I’m not sure what triggered this, but tonight I started jonesing to play with video on the DS. Did a little googling to find out what the best methods/programs were, and it seemed to me that Moonshell (which I already have on the R4) is the best bet. DPG is the format of choice: or should I say the only choice.
While they tout the fact that the file specification of DPG is open to the public, at the end of the day I don’t really care about that or the rest of the technical “blah blah blah blaaahhhhhhh” that seems to be the bulk of the information out there on using it. So here’s the very short list of what you need to get this bad boy up and running. (The .NET Framework 1.1 is also a prereq but I’m assuming you already have that, right?)
- AVISynth – Prerequisite to installing BatchDPG.
- BatchDPG – The encoding GUI I used for making the DPG’s.
Trial #1 was the latest episode of Family Guy which I grabbed online. The original AVI file was 178.8M, and the DPG file was a slender 49.2M. Then again the movie does get a bit neutered when encoding for the DS since programs like BatchDPG know that it doesn’t make sense to encode anything higher than a resolution that you can watch on one of the DS screens anyway (256×192 is max res), and I didn’t use the max audio bitrate either in my conversion. End result: I was pretty happy with the results. There seemed to be just a little bit of visual lag but I couldn’t tell if that was a result of frames being dropped (DPG movies are 24 FPS according to one source I read) or perhaps if the audio was ever so slightly out of sync.
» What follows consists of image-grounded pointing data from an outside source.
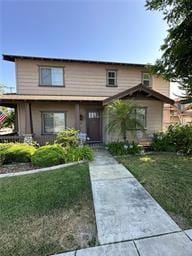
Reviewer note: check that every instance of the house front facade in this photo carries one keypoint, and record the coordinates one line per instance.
(54, 94)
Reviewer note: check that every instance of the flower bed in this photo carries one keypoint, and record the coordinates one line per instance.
(66, 149)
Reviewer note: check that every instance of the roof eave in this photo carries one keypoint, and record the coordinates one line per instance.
(140, 87)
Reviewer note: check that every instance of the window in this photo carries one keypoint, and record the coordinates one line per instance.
(111, 78)
(141, 116)
(53, 122)
(51, 76)
(93, 115)
(146, 79)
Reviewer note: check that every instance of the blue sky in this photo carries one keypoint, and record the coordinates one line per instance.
(118, 30)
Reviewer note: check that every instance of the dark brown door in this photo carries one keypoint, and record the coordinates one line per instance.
(94, 125)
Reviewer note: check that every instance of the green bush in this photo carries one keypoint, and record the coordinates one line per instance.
(68, 138)
(119, 148)
(16, 152)
(178, 138)
(78, 153)
(48, 155)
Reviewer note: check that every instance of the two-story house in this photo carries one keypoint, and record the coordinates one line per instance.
(53, 94)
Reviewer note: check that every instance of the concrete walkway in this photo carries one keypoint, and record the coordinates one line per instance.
(129, 221)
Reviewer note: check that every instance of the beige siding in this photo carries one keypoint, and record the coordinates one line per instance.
(154, 120)
(81, 79)
(161, 85)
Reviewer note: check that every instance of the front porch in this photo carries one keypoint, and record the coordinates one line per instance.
(42, 119)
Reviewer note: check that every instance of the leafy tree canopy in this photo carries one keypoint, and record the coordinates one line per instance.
(176, 61)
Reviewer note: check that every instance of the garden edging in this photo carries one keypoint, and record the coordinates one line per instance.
(52, 168)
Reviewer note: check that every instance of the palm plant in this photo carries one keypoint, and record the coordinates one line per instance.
(123, 118)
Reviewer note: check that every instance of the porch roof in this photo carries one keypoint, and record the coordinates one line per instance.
(20, 97)
(140, 89)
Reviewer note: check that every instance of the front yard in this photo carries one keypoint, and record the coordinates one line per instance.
(168, 178)
(46, 213)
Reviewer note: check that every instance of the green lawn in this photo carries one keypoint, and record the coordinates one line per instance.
(45, 213)
(168, 178)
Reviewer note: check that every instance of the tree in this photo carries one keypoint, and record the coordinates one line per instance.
(176, 60)
(123, 118)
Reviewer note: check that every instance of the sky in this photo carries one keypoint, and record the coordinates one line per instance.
(117, 30)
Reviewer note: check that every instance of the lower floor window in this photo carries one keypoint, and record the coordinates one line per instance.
(53, 122)
(141, 117)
Whatever the issue was, my brain auto-adjusted pretty quick and it wasn’t more than 3 minutes in that I didn’t notice any issues at all.
Trial #2 was a full-length live-action film. I wanted to see how the encoding process went on a longer piece of video, plus I wanted to know if there were any sync issues here because I felt it would be much more noticeable with real actors (and potentially make the entire experience unpleasant). On a throw of the dart, I picked Casino Royale. 802M turned into 411M… not quite the 4:1 ratio I got off of Family Guy but still smaller. That said, the 2:1 ratio was totally worth it. Perhaps it had a lot to do with the source feed of the film (which was a DVDRip) compared to a recording off the television airwaves, but the image looked a lot cleaner and even the sound didn’t seem as muddled. Overall nice conversion, even if the letterboxing was so prominent on the film I picked that watching the full movie probably would have proved painful on this size screen.
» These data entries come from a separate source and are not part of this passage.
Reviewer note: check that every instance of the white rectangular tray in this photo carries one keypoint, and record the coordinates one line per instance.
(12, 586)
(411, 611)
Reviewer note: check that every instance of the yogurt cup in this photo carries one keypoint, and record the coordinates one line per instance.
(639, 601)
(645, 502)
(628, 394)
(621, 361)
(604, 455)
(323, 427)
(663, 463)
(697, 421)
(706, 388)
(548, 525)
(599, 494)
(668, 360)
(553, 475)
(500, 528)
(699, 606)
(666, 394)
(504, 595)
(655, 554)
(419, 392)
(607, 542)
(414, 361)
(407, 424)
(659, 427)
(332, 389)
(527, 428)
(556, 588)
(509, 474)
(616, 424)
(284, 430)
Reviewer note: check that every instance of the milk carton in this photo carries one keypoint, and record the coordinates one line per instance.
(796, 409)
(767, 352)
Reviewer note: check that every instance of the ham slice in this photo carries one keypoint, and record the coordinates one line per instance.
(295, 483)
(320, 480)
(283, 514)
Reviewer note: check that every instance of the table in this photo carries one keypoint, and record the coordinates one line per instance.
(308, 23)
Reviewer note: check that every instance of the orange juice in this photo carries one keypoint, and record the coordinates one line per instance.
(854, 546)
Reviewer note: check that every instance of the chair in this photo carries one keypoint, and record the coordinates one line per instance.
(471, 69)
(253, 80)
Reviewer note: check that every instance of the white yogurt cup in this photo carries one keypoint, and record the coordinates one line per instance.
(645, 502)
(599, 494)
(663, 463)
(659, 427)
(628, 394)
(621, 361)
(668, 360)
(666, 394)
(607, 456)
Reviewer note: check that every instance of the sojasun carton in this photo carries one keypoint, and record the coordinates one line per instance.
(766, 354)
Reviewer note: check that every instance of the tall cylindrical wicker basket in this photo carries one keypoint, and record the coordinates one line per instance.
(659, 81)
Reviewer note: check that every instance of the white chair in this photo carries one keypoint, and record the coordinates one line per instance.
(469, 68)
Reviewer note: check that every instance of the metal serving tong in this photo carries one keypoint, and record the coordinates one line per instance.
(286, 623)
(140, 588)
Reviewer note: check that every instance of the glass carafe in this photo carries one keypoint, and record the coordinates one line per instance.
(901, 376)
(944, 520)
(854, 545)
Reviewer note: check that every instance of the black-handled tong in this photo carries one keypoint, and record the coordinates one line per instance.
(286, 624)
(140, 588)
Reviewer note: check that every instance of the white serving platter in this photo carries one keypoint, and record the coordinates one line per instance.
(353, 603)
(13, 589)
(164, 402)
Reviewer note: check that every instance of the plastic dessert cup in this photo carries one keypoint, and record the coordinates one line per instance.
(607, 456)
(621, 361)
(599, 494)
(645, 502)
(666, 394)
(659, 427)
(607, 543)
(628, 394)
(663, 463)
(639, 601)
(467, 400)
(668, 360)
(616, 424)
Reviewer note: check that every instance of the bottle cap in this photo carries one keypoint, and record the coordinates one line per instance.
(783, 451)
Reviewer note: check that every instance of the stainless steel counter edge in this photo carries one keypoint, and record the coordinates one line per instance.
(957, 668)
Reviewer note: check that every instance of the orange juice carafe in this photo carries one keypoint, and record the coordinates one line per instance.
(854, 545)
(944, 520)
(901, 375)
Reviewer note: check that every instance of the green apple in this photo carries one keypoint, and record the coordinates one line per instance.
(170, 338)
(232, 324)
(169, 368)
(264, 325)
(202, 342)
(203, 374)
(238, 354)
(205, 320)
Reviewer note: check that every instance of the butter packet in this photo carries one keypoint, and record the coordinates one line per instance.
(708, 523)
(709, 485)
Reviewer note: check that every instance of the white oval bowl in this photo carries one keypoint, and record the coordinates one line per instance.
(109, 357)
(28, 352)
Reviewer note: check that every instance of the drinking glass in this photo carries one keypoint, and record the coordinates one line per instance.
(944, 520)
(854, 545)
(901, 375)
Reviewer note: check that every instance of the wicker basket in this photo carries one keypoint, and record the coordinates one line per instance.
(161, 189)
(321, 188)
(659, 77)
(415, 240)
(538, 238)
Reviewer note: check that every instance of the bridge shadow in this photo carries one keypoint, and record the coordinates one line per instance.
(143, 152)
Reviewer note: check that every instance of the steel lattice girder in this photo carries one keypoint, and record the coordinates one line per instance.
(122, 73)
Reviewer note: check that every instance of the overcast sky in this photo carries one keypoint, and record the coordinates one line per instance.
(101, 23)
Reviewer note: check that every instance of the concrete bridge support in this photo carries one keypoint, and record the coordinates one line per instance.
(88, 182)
I don’t see myself using this feature all the time, especially when this single full-length film takes up just over 20% of the capacity on my MicroSD card: I’d rather use that storage for games/homebrew/music. But if I have something like jury duty, or a flight, or any other point in time where I know I may have a good amount of time to kill and I’d rather just “veg” instead of playing a game? At least now I have the tools at hand ready to prepare some mobile entertainment. Since I don’t own a laptop or a portable DVD player, I’ll work with what I’ve got thanks.